Parameterized Linear Time Transitive Closure
Giorgos Kritikakis, Ioannis G Tollis
TL;DR
This work addresses fast reachability queries on directed graphs by targeting the transitive closure problem through a chain-decomposition–based reachability index. It provides a parameterized linear-time construction in terms of the number of chains $k_c$, with constant-time query capability and space $O(k_c|V|)$, while leveraging a transitive-edge reduction that bounds non-transitive edges by $|E_{red}|\\\le w|V|$ where $w$ is the DAG width. The authors introduce efficient chain-decomposition heuristics (notably NH_conc) and demonstrate experimentally that most edges are transitive in dense graphs, enabling substantial practical speedups and even accelerating classical methods such as Fulkerson’s approach for computing DAG width. The results highlight the framework’s potential for real-world systems requiring fast reachability queries and point to interesting extensions for dynamic graph scenarios.
Abstract
Inquiries such as whether a task A depends on a task B, whether an author A has been influenced by a paper B, whether a certain protein is associated with a specific biological process or molecular function, or whether class A inherits from class B, are just a few examples of inquiries that can be modeled as reachability queries on a network (Directed Graph).
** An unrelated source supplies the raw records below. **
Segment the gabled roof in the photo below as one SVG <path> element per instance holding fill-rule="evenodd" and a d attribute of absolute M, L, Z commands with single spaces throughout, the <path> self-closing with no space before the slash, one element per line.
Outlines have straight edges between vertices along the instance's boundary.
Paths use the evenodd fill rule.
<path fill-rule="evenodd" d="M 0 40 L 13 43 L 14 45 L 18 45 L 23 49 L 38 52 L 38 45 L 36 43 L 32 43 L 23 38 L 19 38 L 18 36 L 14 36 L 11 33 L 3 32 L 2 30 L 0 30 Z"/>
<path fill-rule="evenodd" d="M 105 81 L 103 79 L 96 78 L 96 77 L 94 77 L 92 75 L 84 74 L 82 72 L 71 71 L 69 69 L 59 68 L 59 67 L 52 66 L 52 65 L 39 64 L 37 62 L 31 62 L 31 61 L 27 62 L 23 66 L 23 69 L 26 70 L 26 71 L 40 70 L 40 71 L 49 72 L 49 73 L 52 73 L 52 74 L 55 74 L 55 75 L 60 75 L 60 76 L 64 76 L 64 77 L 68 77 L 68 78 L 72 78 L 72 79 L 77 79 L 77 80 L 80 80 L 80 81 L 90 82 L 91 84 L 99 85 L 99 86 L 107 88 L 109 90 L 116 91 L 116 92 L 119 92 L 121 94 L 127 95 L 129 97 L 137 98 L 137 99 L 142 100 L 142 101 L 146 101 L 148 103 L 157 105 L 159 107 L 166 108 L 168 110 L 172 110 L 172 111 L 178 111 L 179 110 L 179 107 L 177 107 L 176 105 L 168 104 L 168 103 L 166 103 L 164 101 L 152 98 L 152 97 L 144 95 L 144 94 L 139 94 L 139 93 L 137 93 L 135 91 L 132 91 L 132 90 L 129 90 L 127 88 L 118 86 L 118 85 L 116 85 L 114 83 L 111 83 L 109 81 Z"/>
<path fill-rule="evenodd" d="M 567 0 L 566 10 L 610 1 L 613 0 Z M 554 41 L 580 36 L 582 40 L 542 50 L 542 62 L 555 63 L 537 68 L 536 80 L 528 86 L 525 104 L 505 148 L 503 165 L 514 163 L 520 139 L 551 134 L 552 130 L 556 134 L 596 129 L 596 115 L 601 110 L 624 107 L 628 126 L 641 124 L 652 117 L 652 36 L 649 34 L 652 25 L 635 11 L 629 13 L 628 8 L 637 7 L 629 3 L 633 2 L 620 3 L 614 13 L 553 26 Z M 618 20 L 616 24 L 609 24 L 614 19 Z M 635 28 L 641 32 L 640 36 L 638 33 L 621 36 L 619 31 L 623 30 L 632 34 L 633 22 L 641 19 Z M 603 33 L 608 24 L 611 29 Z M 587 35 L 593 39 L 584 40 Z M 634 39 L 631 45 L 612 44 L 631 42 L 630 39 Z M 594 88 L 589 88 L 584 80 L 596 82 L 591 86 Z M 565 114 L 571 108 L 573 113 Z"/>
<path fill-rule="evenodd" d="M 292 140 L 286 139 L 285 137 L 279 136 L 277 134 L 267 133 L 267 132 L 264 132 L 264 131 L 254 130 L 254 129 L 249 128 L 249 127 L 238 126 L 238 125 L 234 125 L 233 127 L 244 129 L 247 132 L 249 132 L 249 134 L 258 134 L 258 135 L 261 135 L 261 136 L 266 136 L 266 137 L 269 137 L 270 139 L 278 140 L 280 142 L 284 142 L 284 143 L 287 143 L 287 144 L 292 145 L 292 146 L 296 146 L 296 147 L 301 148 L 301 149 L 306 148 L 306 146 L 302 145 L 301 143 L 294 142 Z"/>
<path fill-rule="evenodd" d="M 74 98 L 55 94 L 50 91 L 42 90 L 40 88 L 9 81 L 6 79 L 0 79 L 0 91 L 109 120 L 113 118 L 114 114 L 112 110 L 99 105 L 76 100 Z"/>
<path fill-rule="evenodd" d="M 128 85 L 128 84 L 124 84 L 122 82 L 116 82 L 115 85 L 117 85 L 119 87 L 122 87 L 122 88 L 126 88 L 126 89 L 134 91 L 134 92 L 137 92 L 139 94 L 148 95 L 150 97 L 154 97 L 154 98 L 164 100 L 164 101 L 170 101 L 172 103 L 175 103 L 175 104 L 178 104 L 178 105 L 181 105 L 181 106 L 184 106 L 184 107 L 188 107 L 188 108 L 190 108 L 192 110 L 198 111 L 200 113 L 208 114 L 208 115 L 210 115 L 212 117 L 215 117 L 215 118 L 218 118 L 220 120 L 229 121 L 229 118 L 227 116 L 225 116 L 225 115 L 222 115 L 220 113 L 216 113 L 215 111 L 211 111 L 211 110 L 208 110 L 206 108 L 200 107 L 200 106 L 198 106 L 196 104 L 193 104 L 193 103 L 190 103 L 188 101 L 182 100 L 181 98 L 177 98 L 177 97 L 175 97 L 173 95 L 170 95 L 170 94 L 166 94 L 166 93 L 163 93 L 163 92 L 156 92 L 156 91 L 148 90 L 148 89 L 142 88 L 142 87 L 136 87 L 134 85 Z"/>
Digital systems answer myriad such inquiries every day. In this paper, we discuss the transitive closure problem. We focus on applicable solutions that enable us to answer queries fast, in constant time, and can serve in real-world applications. In contrast to the majority of research on this topic that revolves around the construction of a two-dimensional adjacency matrix, we present an approach that builds a reachability indexing scheme. This scheme enables us to answer queries in constant time and can be built in parameterized linear time. In addition, it captures a compressed data structure. Our approach and algorithms are validated by extensive experiments that shed light on the factors that play a key role in this problem. To stress the efficiency of this solution and demonstrate the potential to apply our approach to important problems, we use it to speed up Fulkerson's method for finding the width of a DAG. Our results challenge the prevailing belief, reiterated over the last thirty years, regarding the efficiency of this method. Our approach is based on the concept of chain decomposition. Before we delve into its description, we introduce, analyze, and utilize a chain decomposition algorithm. Furthermore, we explore how chain decomposition can facilitate transitive closure solutions introducing a general purpose linear time reduction technique that removes a large subset of transitive edges given any chain decomposition.